Re: New blog post - "My first time" - by Amir Weintraub
New Blog Post - Crash
The tennis player roller-coaster is a weird thing that can drive you insane. Last week I've told you about my first Grand Slam, but the same train which took me to the heights of unbelievable excitement, took me this week to the lowest place.
The mid-stop on the way to reality was in Hong-Kong. 10 hours wait on a bench back from Australia to Israel. The final stop of the train was when I landed in Israel in order to participate in a future in Eylat.
I think the simplest way to describe what I went through mentally is this – I left a 20 million tournament for a 10,000 dollars tournament. To explain this in soccer terms – I think I played a champion league game abroad, and the next day I got on the field for a C League game.

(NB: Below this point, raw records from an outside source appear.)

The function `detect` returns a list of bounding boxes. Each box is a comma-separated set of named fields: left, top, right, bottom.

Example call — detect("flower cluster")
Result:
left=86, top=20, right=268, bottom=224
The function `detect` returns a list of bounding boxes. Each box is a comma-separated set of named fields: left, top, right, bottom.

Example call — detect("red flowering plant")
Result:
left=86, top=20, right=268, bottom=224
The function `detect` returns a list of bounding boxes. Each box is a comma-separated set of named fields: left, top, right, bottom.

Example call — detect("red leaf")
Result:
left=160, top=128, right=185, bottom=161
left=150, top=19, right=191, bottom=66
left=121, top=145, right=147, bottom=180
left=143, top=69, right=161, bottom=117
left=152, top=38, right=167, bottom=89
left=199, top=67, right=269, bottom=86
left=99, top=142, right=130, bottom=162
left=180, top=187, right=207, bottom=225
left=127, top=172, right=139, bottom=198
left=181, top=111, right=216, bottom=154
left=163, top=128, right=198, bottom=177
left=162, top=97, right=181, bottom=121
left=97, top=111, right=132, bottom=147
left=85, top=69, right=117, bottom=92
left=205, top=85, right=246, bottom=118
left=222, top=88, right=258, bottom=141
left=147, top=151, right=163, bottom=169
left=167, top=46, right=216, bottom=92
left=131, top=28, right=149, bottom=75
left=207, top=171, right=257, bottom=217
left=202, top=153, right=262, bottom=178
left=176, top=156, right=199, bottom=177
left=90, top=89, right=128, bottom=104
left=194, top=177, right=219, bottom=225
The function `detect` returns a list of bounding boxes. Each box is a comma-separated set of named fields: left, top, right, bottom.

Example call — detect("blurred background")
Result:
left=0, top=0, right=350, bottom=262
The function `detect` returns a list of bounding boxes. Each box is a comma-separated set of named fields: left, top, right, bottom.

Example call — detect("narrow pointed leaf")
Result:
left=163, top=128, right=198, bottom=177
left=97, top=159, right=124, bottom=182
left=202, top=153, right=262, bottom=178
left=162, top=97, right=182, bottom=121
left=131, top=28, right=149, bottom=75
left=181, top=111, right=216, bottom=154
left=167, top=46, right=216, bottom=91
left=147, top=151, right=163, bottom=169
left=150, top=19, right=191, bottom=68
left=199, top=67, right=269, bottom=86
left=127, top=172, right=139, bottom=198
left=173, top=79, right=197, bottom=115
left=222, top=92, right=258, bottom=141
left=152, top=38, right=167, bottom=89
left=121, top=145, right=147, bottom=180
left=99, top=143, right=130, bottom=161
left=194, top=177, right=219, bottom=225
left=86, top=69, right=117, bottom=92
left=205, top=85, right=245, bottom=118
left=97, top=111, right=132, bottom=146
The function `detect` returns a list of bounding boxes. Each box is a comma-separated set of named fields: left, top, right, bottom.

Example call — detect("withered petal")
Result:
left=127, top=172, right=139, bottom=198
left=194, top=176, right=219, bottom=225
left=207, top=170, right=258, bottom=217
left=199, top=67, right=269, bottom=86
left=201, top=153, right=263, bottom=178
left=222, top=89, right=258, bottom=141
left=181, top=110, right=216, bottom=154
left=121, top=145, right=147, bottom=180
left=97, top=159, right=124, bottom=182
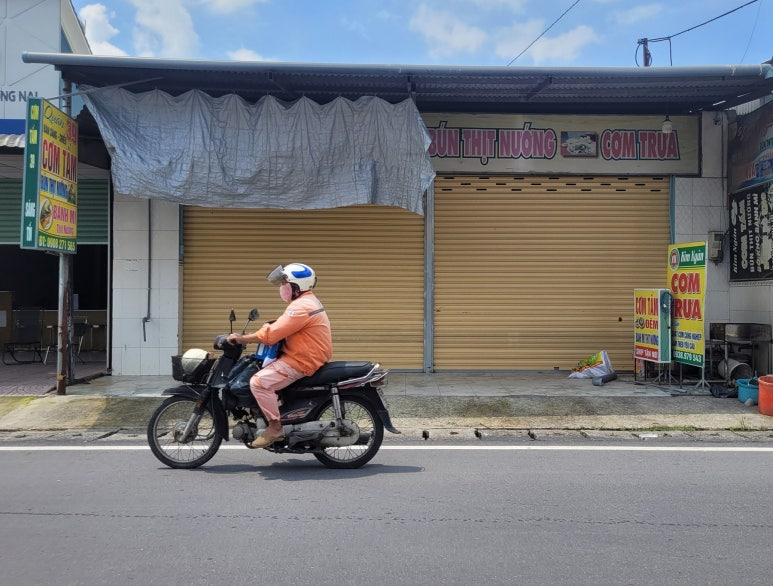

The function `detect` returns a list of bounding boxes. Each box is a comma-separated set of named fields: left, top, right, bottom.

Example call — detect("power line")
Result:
left=507, top=0, right=580, bottom=67
left=637, top=0, right=760, bottom=67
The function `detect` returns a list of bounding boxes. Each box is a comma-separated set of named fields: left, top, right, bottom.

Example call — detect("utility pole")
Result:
left=638, top=39, right=652, bottom=67
left=56, top=81, right=72, bottom=395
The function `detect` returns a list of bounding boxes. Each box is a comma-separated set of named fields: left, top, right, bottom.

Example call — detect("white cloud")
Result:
left=472, top=0, right=529, bottom=12
left=495, top=20, right=601, bottom=66
left=226, top=47, right=268, bottom=61
left=78, top=4, right=126, bottom=55
left=409, top=4, right=487, bottom=58
left=612, top=4, right=663, bottom=26
left=527, top=25, right=601, bottom=65
left=205, top=0, right=268, bottom=14
left=131, top=0, right=199, bottom=58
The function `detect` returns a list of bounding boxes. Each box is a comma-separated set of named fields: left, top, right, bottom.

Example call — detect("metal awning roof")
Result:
left=22, top=53, right=773, bottom=115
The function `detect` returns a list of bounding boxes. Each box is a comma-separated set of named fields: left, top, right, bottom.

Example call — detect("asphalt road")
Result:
left=0, top=440, right=773, bottom=585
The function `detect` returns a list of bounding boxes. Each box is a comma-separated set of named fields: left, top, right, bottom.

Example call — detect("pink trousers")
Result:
left=250, top=359, right=303, bottom=423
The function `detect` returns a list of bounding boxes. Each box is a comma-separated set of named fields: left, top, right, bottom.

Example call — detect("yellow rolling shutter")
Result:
left=434, top=176, right=670, bottom=370
left=182, top=206, right=424, bottom=369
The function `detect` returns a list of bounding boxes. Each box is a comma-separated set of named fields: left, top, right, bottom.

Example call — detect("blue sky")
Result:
left=72, top=0, right=773, bottom=67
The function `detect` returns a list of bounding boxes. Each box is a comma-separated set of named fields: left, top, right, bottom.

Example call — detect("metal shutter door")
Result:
left=182, top=205, right=424, bottom=369
left=434, top=176, right=670, bottom=370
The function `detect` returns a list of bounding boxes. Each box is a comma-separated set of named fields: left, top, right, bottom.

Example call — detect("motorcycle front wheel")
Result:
left=314, top=397, right=384, bottom=469
left=148, top=396, right=223, bottom=468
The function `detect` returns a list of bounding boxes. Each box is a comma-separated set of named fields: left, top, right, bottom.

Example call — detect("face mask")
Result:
left=279, top=283, right=293, bottom=303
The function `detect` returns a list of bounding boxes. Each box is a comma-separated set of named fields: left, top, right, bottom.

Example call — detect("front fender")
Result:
left=161, top=385, right=204, bottom=401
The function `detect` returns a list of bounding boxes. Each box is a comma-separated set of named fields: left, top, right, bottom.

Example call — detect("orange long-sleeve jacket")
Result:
left=257, top=291, right=333, bottom=376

The second problem which is killing me is the status change. In Australia I was nothing and no one, a player ranked 270 in the world which nobody know and nobody pay any attention to, trying to win one match in qualifications. Here in Eylat I got, overnight, the status of the number one ranked player in the tournament. I'm top seed, I'm this Future's Nadal. I'm the guy everybody mark and everybody want to beat.
If in Australia the pressure was to do the unbelievable and win a round of qualifications, here in the pressure is, among other things, the panic of losing to a 'no-name'.
So I'm top seed, and on paper I'm suppose to win this, but check how many times the top seed in a Future takes the tournament. It barely happens. Unfortunately, this statistic also killed me this week.
So, how trickey are those little tournaments? So it's like this – in the first guy I got a Swiss guy who is 18 years old. There are 1,753 players in the world ranking, and this guy isn’t even amongst them. I don't know him, I can only find before the match someone who tells me that the guy was "good and you should be careful'. I won 6-2, 6-2.
I went to sleep with one ranking point that I got for victory and a 100 dollars. I'm back to the reality where victory is worth one ranking point (how can you move ahead like that? It's like trying to conquer the Everest when you're only allowed to take one step every day) and to a financial reality where I spend more money than I make. Because I'm in Israel, I allowed myself to go "wild" and brought my coach, Shlome Tzoref, with me. Which means the burden of food and hotel expenses that I need to pay for him, but if I won't take Tzoref to tournaments in Israel and won't allow myself to spend a little on some extra professional expenses, then there really are no boundaries to being a tightwad.
A future is the lowest level of tournaments. There are over 450 tournaments like that during the year. But these are the real life of most of the tennis players I meet. We don't talk about Australia Qualifications, and the dream is to get out of the horror circle and manage to enter challengers.
The week later the draw summoned me a Russian guy called Alexander Rumyantsev., 548 in the world. Decent.
A day later it is already Walter Trusendi., 392 in the world, highly ranked for a future. I pass him an already see the finals on the horizon, even though I know deep down that I'm not playing well ever since I got to Eylat. I discover that the things I'm going through in my career lately are messing with my head.
I've been in Eylat for four days already and the head isn't cleared of Australia yet. I find myself tell people about my experiences from Melbourne - meeting Dudi, how Shahar Peer, just a few days ago, took me under her wing, tried to guide me and calm me down.
The head is already busy with the official summon I got for the DC team, being the number 2 racquet for the upcoming tie in March against Poland. Me and Dudi will lead the team. Where am I, and where is that Future that I'm playing in right now?
The punishment comes swiftly. In the semis I get a guy called Roman Vogeli, Czech dude. I look at the lists and see the guy is ranked 638 in the world. I'm Amir Weintroub, number 270 in the world, ex qualification grand Slam. I go to play the match and get thumped 6-3,6-3. Australia seems like a nightmare to me.
I think this is the most disappointment part. Playing in Australia made me really believe that I'm at the level of those guys, ranked between 100 – 200 in the world, I'm dealing with them great, I feel I belong in this level. I feel I have learned in the past few weeks how to fight, I'm a different person in many ways.
In the middle of all of that I lose to the 638 in the world. So, was the last month the abnormal one? Some of the answers I will get this week – I have another future in Eylat. The race for 17 ranking points starts all over again…
Last edited by Or Levy; 01-25-2011 at 06:43 AM.